The two-hour session with 14 students from Years 12 and 13 was both interesting and enlightening, informing us of the intricacies of an industry that we knew very little about.

Ann, who has worked for the BBC as both a script supervisor and writer, has worked on shows including The Bill, Holby City, Midsomer Murders and Doctors, as well as the BBC Scotland soap opera River City. Now a freelance writer, Ann's current projects include writing her own eight-part series.

The purpose of Ann’s visit was not only to inform us about the art of being a scriptwriter but to give us an insight into the workings of the television and film industry.

Her vast experience, having worked on the sets of not only television programmes but also feature films, allowed us the opportunity to ask her questions about the path to being a scriptwriter and the rigorous process that every script goes through before the finished product ios filmed.

It was an informative talk with the whole class getting the opportunity to learn (from someone with experience) about a style of writing that we have not studied before.

It was fascinating to hear about her work, the way that plots and sub-plots surround the various characters and the strict guidelines by which scriptwriters have to abide. She spoke eloquently about the rigorous process involved in becoming writer and how she herself had worked her way up through the media industry.

It was incredibly interesting to hear about some of her experiences, from her work in documentaries and travelling the world to her research for the various shows and films she has worked on.

James Blanchard, a talented member of the creative writing class who has a keen interest in scriptwriting, explained: "Hearing about the technical side of TV was great. I had no idea how intense the process could be, especially working in serials."

Elizabeth Bainbridge, another gifted writer in the class, expressed how helpful and interesting the visit was. “For those of us who knew nothing about scriptwriting, she explained the process very thoroughly and gave us lots of helpful tips when writing in lots of different styles.”

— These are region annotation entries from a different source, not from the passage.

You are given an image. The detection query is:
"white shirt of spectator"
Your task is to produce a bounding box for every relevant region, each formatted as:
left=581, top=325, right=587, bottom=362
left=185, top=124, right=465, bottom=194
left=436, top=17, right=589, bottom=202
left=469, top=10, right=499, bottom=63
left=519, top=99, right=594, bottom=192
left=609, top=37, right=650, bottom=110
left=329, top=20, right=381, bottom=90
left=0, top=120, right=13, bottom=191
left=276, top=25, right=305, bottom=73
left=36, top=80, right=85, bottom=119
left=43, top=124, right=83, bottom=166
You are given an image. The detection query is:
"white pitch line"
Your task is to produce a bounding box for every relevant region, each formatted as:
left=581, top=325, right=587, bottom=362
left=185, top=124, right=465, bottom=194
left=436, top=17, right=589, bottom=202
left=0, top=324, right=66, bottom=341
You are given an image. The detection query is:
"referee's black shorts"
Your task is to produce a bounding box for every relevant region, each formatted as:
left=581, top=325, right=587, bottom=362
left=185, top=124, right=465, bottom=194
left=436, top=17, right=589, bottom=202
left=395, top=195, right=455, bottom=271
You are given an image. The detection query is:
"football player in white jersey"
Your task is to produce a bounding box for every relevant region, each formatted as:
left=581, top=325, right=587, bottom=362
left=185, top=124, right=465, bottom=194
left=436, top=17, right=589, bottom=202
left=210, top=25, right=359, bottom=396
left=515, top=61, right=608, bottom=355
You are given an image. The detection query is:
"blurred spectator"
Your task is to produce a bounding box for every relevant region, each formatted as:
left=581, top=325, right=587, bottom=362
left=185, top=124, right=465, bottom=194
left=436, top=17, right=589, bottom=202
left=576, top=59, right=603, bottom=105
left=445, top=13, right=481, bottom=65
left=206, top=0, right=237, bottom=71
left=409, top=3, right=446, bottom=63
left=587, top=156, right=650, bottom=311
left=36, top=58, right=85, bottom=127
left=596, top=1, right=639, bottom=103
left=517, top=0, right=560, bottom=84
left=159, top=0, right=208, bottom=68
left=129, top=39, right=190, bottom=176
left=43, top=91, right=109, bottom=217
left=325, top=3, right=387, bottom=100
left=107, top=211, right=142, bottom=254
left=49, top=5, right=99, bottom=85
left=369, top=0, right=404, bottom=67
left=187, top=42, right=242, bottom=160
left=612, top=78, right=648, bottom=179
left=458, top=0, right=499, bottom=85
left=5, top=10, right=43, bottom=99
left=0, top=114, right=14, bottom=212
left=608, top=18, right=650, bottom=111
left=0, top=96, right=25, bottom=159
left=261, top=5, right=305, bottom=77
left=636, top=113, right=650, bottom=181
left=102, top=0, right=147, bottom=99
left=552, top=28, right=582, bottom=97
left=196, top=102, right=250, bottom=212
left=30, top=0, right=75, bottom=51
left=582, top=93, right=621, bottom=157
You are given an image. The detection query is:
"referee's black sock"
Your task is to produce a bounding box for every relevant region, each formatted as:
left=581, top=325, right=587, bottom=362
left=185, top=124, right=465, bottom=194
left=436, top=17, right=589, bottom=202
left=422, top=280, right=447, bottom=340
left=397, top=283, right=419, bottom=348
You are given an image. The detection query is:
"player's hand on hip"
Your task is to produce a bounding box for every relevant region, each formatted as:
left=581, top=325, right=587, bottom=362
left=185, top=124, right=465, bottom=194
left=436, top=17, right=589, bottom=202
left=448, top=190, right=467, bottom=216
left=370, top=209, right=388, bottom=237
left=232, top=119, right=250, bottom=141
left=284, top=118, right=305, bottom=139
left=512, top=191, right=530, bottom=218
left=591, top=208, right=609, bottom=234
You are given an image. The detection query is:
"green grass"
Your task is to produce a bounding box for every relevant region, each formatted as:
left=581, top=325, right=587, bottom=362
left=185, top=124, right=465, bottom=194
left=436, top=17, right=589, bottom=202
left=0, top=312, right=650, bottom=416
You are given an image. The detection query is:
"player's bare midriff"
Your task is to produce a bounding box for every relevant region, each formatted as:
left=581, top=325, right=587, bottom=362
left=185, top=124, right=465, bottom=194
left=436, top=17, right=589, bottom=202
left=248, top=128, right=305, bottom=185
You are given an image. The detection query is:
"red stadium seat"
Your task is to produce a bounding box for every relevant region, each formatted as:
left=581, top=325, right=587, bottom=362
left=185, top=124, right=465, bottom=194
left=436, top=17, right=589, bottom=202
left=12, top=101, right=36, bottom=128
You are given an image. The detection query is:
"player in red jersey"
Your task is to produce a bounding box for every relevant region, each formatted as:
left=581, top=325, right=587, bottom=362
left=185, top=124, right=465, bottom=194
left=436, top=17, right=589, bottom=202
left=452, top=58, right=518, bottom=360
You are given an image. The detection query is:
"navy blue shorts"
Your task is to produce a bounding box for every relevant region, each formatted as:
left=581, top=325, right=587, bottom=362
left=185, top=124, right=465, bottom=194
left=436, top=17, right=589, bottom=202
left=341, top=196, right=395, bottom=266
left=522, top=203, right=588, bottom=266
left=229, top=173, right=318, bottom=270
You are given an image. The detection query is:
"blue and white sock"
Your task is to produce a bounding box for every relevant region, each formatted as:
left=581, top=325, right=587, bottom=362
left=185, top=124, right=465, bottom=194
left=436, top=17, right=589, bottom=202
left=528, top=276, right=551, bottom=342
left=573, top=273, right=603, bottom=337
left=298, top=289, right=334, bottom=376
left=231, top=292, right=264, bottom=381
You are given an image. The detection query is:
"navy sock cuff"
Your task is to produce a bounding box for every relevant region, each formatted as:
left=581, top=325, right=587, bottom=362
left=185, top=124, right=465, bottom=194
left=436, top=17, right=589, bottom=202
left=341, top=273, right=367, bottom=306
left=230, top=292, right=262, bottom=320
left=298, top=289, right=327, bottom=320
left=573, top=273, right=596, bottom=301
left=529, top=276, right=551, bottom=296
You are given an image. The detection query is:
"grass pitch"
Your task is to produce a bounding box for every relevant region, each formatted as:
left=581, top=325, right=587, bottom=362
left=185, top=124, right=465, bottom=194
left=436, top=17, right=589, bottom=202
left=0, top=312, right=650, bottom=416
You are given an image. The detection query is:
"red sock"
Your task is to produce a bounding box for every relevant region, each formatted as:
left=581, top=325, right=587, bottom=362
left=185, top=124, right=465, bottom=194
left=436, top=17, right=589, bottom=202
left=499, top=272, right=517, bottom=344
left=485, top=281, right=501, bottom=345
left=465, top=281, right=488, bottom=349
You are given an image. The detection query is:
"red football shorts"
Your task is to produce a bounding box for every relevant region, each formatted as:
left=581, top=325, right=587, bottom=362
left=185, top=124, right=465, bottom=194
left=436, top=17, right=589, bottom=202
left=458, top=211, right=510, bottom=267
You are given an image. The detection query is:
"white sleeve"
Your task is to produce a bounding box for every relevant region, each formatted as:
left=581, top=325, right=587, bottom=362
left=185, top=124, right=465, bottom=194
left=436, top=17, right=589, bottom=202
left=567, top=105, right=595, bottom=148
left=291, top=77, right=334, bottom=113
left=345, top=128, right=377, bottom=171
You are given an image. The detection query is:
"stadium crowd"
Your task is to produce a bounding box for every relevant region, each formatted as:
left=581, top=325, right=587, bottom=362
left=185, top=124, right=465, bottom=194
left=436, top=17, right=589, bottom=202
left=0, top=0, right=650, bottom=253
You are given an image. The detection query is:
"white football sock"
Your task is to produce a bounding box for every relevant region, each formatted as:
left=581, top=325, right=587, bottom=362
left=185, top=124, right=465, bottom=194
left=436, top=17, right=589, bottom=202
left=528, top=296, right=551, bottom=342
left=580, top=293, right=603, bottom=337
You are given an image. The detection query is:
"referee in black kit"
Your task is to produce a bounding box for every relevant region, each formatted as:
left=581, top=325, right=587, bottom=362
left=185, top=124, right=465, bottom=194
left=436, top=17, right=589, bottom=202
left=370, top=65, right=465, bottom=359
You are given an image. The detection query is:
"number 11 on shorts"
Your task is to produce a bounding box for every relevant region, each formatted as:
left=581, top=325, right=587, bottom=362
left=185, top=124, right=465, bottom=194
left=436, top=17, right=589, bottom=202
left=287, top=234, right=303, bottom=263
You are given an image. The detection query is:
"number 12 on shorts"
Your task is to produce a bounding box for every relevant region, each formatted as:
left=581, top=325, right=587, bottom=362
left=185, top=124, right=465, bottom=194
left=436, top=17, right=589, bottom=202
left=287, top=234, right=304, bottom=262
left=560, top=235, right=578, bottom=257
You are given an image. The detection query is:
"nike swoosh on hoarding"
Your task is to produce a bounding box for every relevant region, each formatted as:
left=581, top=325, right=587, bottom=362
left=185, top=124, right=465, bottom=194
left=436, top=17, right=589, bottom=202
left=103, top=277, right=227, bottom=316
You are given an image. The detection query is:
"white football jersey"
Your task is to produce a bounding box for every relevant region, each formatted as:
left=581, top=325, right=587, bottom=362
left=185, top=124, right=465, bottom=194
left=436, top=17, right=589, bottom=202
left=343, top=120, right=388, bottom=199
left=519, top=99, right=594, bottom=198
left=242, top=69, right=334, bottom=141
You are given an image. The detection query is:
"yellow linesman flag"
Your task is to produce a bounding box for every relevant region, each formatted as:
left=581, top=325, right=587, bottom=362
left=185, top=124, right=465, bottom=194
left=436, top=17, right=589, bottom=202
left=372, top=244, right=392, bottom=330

Towards the end of the session, we were given a prompt and were encouraged to write a script based around that idea. The class took their completed scripts and filmed their friends' performances to show in the next lesson and to give each other feedback; we hope to send a few of the videos to Ann. The whole task was hugely successful, with many of the scenes said to be worthy of Eastenders or Coronation Street.

This was an incredible opportunity and we are very grateful to Ann for giving up her time to come and speak to us. We also thank Dr Gallivan (Ann’s nephew) for organising the visit; to have someone who writes scripts for a living come and share her experiences and pass on her knowledge was a privilege.